Digital, Informatics and Technology Solutions, Memorial Sloan Kettering Cancer Center, New York, New York.
Department of Translational Informatics, Memorial Sloan Kettering Cancer Center, New York, New York.
Cancer Res Commun. 2024 Apr 9;4(4):1041-1049. doi: 10.1158/2767-9764.CRC-24-0064.
Cancer research is dependent on accurate and relevant information of patient's medical journey. Data in radiology reports are of extreme value but lack consistent structure for direct use in analytics. At Memorial Sloan Kettering Cancer Center (MSKCC), the radiology reports are curated using gold-standard approach of using human annotators. However, the manual process of curating large volume of retrospective data slows the pace of cancer research. Manual curation process is sensitive to volume of reports, number of data elements and nature of reports and demand appropriate skillset. In this work, we explore state of the art methods in artificial intelligence (AI) and implement end-to-end pipeline for fast and accurate annotation of radiology reports. Language models (LM) are trained using curated data by approaching curation as multiclass or multilabel classification problem. The classification tasks are to predict multiple imaging scan sites, presence of cancer and cancer status from the reports. The trained natural language processing (NLP) model classifiers achieve high weighted F1 score and accuracy. We propose and demonstrate the use of these models to assist in the manual curation process which results in higher accuracy and F1 score with lesser time and cost, thus improving efforts of cancer research.
Extraction of structured data in radiology for cancer research with manual process is laborious. Using AI for extraction of data elements is achieved using NLP models' assistance is faster and more accurate.

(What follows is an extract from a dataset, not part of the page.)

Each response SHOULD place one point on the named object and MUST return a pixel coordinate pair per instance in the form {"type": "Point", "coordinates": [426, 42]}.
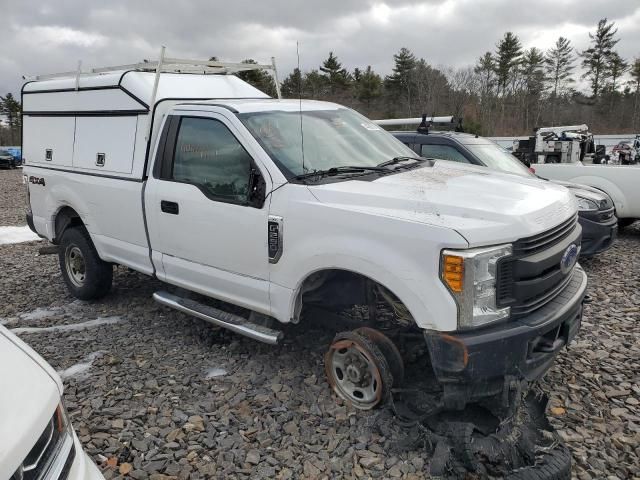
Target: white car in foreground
{"type": "Point", "coordinates": [37, 440]}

癌症研究依赖于患者医疗历程的准确和相关信息。放射学报告中的数据极具价值,但缺乏直接用于分析的一致结构。在纪念斯隆凯特琳癌症中心(MSKCC),放射学报告是使用人类注释员的黄金标准方法进行整理的。然而,整理大量回顾性数据的手动过程会减缓癌症研究的步伐。手动整理过程对报告的数量、数据元素的数量和性质以及所需的技能组合都很敏感。在这项工作中,我们探索了人工智能(AI)的最新方法,并实施了端到端管道,以快速准确地注释放射学报告。使用通过将整理视为多类或多标签分类问题整理的数据来训练语言模型(LM)。分类任务是从报告中预测多个成像扫描部位、癌症的存在和癌症状态。经过训练的自然语言处理(NLP)模型分类器实现了较高的加权 F1 分数和准确性。我们提出并证明了这些模型在辅助手动整理过程中的使用,这可以提高准确性和 F1 分数,同时减少时间和成本,从而提高癌症研究的效率。
使用手动过程从放射学中提取癌症研究的结构化数据既费力又耗时。使用 AI 提取数据元素可以通过 NLP 模型的辅助更快、更准确地实现。